To create your own actions

// some_file.js
var actions = require('kale/actions');

// reverse()
var reverse = function reverse(value) {
  if ( Array.isArray(value) ) {
    return value.reverse();
  }
  else if ( typeof(value) === 'string' ) {
    return value.split('').reverse().join('');
  }
}; //- reverse()

// simplePluck()
var simplePluck = function simplePluck(value, prop) {
  if ( typeof(value) === 'object' ) {
    return value[prop];
  }

  return value;
}; //- simplePluck()

actions.addAction('reverse', reverse);
actions.addAction('simplePluck', simplePluck);
// some_file.kale
{
  reversed: {{items | reverse}},
  simply_plucked: {{obj | pluck: 'someProp' }}
}

using a template

kale template are compiled directly to JavaScript. When parsing and compiling a template, kale will create a new JavaScript file in the specified location. The file wil be named to whatever the template name is, and you can include this into your node app just like you'd require any other module.

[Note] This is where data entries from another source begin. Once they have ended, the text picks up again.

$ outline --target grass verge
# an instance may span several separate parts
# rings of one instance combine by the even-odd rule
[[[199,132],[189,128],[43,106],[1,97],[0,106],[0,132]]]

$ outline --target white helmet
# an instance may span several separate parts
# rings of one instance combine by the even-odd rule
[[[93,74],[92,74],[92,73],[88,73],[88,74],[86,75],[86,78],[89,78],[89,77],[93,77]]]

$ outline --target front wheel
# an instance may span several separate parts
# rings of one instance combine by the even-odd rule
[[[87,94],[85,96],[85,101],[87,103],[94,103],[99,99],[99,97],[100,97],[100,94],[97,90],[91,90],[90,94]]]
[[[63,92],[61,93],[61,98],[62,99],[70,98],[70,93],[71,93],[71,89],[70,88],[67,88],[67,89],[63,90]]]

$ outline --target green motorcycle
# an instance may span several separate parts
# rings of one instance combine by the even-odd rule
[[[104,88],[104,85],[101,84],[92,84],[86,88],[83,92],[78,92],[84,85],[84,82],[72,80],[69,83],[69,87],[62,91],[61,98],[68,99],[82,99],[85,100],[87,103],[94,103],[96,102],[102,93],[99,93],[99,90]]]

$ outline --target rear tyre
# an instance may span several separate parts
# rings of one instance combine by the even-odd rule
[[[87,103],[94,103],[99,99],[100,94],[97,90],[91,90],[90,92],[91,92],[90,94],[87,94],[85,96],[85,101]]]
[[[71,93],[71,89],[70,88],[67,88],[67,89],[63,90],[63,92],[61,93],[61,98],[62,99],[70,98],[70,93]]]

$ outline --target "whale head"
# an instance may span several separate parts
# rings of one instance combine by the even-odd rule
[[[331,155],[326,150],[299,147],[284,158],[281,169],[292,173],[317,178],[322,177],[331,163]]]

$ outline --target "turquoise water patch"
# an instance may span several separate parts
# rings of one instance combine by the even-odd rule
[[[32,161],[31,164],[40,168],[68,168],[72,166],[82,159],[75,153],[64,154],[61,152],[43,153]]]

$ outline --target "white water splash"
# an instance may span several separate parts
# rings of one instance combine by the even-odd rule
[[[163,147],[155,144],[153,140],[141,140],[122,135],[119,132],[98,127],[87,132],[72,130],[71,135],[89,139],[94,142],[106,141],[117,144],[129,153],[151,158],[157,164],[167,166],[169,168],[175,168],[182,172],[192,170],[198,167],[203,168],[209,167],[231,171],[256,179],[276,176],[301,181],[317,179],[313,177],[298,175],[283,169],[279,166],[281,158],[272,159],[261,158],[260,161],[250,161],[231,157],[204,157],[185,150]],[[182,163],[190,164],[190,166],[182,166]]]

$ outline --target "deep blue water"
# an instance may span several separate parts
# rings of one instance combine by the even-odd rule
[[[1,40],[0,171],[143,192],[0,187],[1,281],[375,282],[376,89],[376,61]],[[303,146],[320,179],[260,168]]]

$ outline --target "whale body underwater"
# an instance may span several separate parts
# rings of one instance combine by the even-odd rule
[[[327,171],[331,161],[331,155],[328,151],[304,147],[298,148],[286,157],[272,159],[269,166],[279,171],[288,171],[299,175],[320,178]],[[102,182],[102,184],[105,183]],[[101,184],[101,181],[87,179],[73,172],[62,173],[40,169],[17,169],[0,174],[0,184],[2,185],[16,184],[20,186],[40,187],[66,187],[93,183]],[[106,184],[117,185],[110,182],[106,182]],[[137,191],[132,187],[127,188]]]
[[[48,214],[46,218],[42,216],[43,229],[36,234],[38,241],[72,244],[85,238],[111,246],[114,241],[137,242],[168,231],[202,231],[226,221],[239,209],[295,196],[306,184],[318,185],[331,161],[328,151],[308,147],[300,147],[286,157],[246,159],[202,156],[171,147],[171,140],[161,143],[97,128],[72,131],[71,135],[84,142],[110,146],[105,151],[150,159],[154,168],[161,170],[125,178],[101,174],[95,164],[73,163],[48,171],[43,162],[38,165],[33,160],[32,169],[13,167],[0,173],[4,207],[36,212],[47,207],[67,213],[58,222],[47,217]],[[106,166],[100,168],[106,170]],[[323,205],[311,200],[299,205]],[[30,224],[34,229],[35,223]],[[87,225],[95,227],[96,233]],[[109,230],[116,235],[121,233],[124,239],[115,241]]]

This example is taken almost directly from example1.js in the examples folder.

// user.kale
{
  id: userId,
  userName,
  firstName: firstName,
  homePhone: {{ phones | filter: { type: 'home' }
                       | first
                       | pluck: 'number' }},
  mobilePhone: {{ phones | filter: { type: 'mobile' }
                         | first
                         | pluck: 'number' }},
  address: {{ _ | @address }}
}

// address.kale
{
  short: street1 + '\n' + 
         city + ', ' + 
         state + ' ' + 
         zipCode,  
  street: street1,
  city, state,
  zip: zipCode
}
// example1.js
var kale = require('kale');

// Note that kale provides a single render function which accepts a single file.
kale.render('examples/example1.kale', {
  outPath: 'examples/templates',
  pretty: true
});

var testData = {
  userId: 1,
  userName: 'jlach',
  password: 'bad_idea',
  firstName: 'j',
  lastName: 'lach',
  street1: '123 Main Street',
  city: 'Over',
  state: 'There',
  zipCode: '00001',
  phones: [
    { number: '(888) 888-8881', type: 'home' },
    { number: '(888) 888-8882', type: 'mobile' },
    { number: '(888) 888-8883', type: 'other' },
  ]
};

var result = require('./templates/user')(testArray);
console.log(JSON.stringify(result));

/* result =

{
  "id": 1,
  "userName": "jlach",
  "firstName": "j",
  "homePhone": "(888) 888-8881",
  "mobilePhone": "(888) 888-8882",
  "address": {
    "short": "123 Main Street\nOver, There 00001",
    "street": "123 Main Street",
    "city": "Over",
    "state": "There",
    "zip": "00001"
  }
}

*/

command line

After installing the latest version of node, install with:

$ npm install kale -g

and run with:

$ kale --help

in browser

BROWSER BUILD HAS BEEN REMOVED IN THIS VERSION. IT WILL REAPPEAR IN A LATER VERSION.

license

The MIT License (MIT)

Copyright (c) 2014-2015 Jason LaChapelle

Permission is hereby granted, free of charge, to any person obtaining a copy of this software and associated documentation files (the "Software"), to deal in the Software without restriction, including without limitation the rights to use, copy, modify, merge, publish, distribute, sublicense, and/or sell copies of the Software, and to permit persons to whom the Software is furnished to do so, subject to the following conditions:

The above copyright notice and this permission notice shall be included in all copies or substantial portions of the Software.

THE SOFTWARE IS PROVIDED "AS IS", WITHOUT WARRANTY OF ANY KIND, EXPRESS OR IMPLIED, INCLUDING BUT NOT LIMITED TO THE WARRANTIES OF MERCHANTABILITY, FITNESS FOR A PARTICULAR PURPOSE AND NONINFRINGEMENT. IN NO EVENT SHALL THE AUTHORS OR COPYRIGHT HOLDERS BE LIABLE FOR ANY CLAIM, DAMAGES OR OTHER LIABILITY, WHETHER IN AN ACTION OF CONTRACT, TORT OR OTHERWISE, ARISING FROM, OUT OF OR IN CONNECTION WITH THE SOFTWARE OR THE USE OR OTHER DEALINGS IN THE SOFTWARE.